Die wissenschaftliche Forschung und die Wirtschaft sind beide wichtige Teile unserer Gesellschaft. Der Erfolg der Schweiz im 20. Jahrhundert beruht nicht zuletzt auf der guten Zusammenarbeit zwischen den Hochschulen und der Privatwirtschaft, angefangen bei der Land- und Forstwirtschaft über die Maschinen- und Elektroindustrie bis zur Chemie und den Life Sciences. Doch ausgerechnet in der Finanzwirtschaft, welche zu einem der wichtigsten Pfeiler der Schweizer Wirtschaft geworden ist, blieb im akademischen Bereich eine entsprechende Entwicklung aus. (Um Missverständnisse zu vermeiden: Es geht hier nicht um die klassischen Volks- und Betriebswissenschaften).

Im Jahre 2001 nahmen die vom Schweizerischen Nationalfonds finanzierten ersten 14 Nationalen Forschungsschwerpunkte (NFS) ihre Arbeit auf, darunter auch das von der Universität Zürich angeführte Programm Financial Valuation and Risk Management (FINRISK). In den Jahren danach ermunterten der Bundesrat, welcher die oberste Entscheidungskompetenz für die Lancierung von NFS innehat, und der damalige Staatssekretär für Bildung und Forschung, Charles Kleiber, die Schweizer Finanzunternehmen, angesichts des erwähnten strukturellen Forschungsdefizits zusammen mit den Hochschulen die Forschung im Finanzbereich weiter zu verstärken und über die geplante zwölfjährige Laufzeit des NFS FINRISK hinaus zu unterstützen.
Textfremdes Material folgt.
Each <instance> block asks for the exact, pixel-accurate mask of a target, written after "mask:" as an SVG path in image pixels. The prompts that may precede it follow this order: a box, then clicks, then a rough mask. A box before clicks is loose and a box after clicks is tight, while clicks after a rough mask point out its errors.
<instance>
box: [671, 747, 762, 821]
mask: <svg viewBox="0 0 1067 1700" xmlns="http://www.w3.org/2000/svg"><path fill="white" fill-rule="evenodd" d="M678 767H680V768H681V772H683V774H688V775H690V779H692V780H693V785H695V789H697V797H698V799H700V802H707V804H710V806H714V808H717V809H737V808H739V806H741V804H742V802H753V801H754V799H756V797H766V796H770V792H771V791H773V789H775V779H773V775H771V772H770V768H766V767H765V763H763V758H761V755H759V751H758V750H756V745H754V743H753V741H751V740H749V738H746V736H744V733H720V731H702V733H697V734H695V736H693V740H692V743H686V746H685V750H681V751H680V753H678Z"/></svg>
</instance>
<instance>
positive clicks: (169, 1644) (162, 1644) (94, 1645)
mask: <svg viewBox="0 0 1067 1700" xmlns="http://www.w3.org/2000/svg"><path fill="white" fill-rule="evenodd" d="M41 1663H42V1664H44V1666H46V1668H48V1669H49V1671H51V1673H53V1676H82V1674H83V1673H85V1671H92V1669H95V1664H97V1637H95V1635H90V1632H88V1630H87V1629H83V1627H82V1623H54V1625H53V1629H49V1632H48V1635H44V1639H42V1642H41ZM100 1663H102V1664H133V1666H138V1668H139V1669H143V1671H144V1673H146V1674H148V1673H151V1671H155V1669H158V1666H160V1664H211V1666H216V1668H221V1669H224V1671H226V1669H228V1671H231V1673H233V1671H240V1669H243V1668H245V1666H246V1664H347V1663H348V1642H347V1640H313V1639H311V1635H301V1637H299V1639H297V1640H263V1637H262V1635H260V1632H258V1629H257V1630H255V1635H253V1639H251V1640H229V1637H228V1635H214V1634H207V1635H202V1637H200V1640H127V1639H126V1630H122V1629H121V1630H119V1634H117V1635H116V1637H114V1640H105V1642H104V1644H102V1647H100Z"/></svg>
Zu diesem Zweck wurde im Jahre 2005 unter Federführung der Schweizer Bankiervereinigung eine Stiftung mit dem Namen Swiss Finance Institute gegründet, an der verschiedene Schweizer Universitäten, darunter auch die UZH, beteiligt sind. Das war ein erster wichtiger Schritt zur Verbesserung der Forschung in einem für die Schweiz zentralen Gebiet, aber noch lange nicht der letzte.

Die UZH darf sich mehr Selbstbewusstsein leisten

Die Gründung der UBS Foundation setzt diesen Prozess fort und ist ausdrücklich zu begrüssen, weil sich damit die Privatwirtschaft in einen gesellschaftlichen Prozess einbringt, der allzu lange vernachlässigt worden ist. Dass der Start dazu so gründlich misslang, ist sehr bedauerlich, aber noch bedauerlicher wäre es, wenn in der Empörung darüber der Blick für den grösseren Zusammenhang verloren ginge.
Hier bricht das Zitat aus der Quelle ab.